This guest editorial was written by Dr. Lotte Van Dijk in The Netherlands.
Many of you will have come across counterfeit or substandard drugs in your careers and I’m sure many of you will understand my frustration. Therefore, I was really happy to see that the study on poor-quality anti-malarials by Dr Paul Newton and his team got the attention of the media. Even though their study was not large-scale and even though it cannot provide an accurate estimation of the prevalence of the fake anti-malarials all over Africa, it does provide an insight into the seriousness of the problem: it is severe!
Newton et al. show us that indeed counterfeit ACTs are present in Africa. This in itself is highly alarming. It means that poor people who seek care, which happens usually already with a certain delay, and who get diagnosed with malaria, spend their little money on drugs that do not cure them. The drugs might alleviate symptoms, but will not cure the patient. In fact, the other drugs that have been added to the ACTs, might cause unexpected, serious side-effects and drug-interactions. At community level this leads to more delay in treatment seeking, less faith in health care, more loss of income due to prolonged illness and, sadly, to a higher death rate. Counterfeit drugs have the ability to kill thousands of innocent trusting customers. But in the case of counterfeit ACTs there is also the problem of resistance. Widespread ACT resistance can potentially kill millions.
Since the turn of the millennium there have been reports of artimisinin counterfeits in SE Asia. Only two years later the first reports from the Thai-Cambodian border came in, announcing decreased efficacy of ACTs in this area. From the pre-ACT era we know that resistance to antimalarials rose in that same region. Poor-quality chloroquine and sulphadoxine-pyrimethamine (SP) has most likely sparked the spreading of resistance from this area to the rest of the world. Although the correlation between poor-quality anti-malarials and artimisinin resistance has not been proven yet, there is a strong suggestion that by underdosing anti-malarials P. falciparum drug resistance is facilitated.
Currently ACTs provide the most effective treatment of falciparum malaria, and we have no promising good alternative treatment in the pipeline. The resistance development in SE Asia is worrying enough; we don’t need to pave the way for the rest of the world. We should not wait for a large-scale study, because this would be wasting precious time. We don’t have the luxury of time, we have to act now. But how can we act?
Most of the counterfeit drugs in Newtons research originated from China and India. It is not clear whether they are produced by pharmaceutical companies committing fraud or by organised crime labs. But lets be clear about it, it is a criminal act of the highest rank. It is homicide on a global scale. These people are knowingly killing thousands and thousands of people. They don’t care about the implications for public health care. They are only in this business for the money.

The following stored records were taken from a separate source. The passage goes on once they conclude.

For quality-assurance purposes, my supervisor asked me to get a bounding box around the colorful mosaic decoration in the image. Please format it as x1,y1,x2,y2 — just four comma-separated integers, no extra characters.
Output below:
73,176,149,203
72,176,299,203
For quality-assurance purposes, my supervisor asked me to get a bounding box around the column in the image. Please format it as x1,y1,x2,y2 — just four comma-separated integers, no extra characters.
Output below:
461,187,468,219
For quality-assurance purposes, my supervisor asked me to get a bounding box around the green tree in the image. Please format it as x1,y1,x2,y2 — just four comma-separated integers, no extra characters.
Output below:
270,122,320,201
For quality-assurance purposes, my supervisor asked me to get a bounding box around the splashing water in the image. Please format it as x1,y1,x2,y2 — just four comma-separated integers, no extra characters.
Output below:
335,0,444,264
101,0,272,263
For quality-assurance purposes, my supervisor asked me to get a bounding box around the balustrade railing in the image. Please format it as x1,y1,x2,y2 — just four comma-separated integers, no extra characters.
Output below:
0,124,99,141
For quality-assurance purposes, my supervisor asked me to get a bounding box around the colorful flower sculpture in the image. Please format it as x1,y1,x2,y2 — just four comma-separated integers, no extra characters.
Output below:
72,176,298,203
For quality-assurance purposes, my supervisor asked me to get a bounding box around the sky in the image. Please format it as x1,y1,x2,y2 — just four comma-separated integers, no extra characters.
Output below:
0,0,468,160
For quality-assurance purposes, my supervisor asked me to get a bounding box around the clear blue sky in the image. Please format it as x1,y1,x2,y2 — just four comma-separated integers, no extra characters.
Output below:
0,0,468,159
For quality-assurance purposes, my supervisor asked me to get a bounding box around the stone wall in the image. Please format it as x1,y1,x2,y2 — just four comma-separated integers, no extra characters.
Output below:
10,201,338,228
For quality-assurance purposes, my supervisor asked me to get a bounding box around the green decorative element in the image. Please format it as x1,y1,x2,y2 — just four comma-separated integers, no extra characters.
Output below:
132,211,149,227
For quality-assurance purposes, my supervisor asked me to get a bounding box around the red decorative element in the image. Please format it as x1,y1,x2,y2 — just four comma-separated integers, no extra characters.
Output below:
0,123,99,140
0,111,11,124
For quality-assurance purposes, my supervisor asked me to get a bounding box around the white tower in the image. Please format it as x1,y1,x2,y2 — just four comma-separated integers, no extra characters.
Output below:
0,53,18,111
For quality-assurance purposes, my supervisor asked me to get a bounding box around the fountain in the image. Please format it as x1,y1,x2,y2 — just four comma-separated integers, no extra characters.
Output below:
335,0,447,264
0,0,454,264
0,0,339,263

So that is probably the best way we can halt this harmful trade: we can subsidise the genuine products and ask drug companies to make the genuine products more affordable, making the fake drugs market less profitable. Besides taking away the incentive to produce the fake products, a multifactorial approach is needed to protect the consumers. African and Asian governments, WHO and Interpol have to work together to enhance effective regulation of drugs manufacture and of drugs trade. Within those countries there is a need for national quality-assured medicine laboratories to ensure that the drugs being dispatched are safe and good. Technological inventions to distinguish the real products from the fake ones are needed and they need to become available and affordable for countries facing this problem. The international community should help to make those inventions and adaptations possible, but it should also make an effort to catch and roll up these criminal organizations. For this, large-scale research is needed in order to quantify and map the problem, but we should not wait for the results to start acting.
We now have the attention of the public, let us use it well and let’s raise awareness about this problem among those who make and implement policies.
ACTs are our best treatment option, let’s give it all we’ve got!